When the heat of his hand covered her ribs, she did not protest, for he had touched her there before. His palm inched higher, and soon he was cupping her other breast and squeezing it gently. Her nipples stiffened in expectation. He brushed his thumb over a rigid peak, and a jolt of pleasure stabbed straight to her womb. Her insides melted like wax beneath a flame. She wondered, ashamedly, if he could feel the moisture between her legs where his thigh pressed against her.
She would have a champion! she marveled anew. Ferguson could never defeat the Slayer.

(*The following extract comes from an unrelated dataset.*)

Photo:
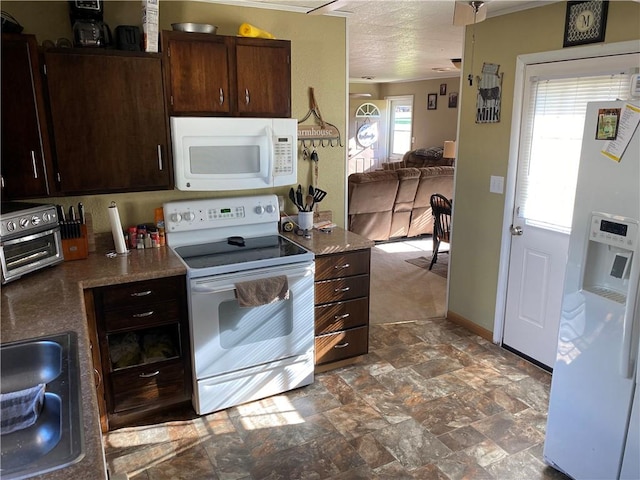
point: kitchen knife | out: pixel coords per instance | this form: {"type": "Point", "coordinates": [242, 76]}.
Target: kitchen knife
{"type": "Point", "coordinates": [61, 216]}
{"type": "Point", "coordinates": [81, 213]}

Her hands strayed up his arms to feel the rock-hard muscles bulging there. What a beautiful warrior’s body he had, she thought, clinging now to his immense shoulders. The tension inside her tightened another notch. A restlessness consumed her. She could not pull him close enough to satisfy her. Her skin grew flushed and heated, so that it came as a relief to feel the stays of her dress slip apart a second time. Cool air wafted over her breasts.
“Let me suckle you,” the Slayer begged, sliding his mouth downward.
His words left her quivering with longing. She lacked the will to resist him. Of their own accord, her fingers tangled in his shorter locks and she all but guided his lips to her left breast, moaning as he stroked her nipple between the ridge of his tongue and the roof of his mouth.
She had to gasp for air. The tension in her was becoming unbearable. She needed relief, a place to focus the overwhelming sensations. By the time she realized he had worked a hand beneath her skirts, his palm was resting on her thigh, squeezing and molding her sleek muscle.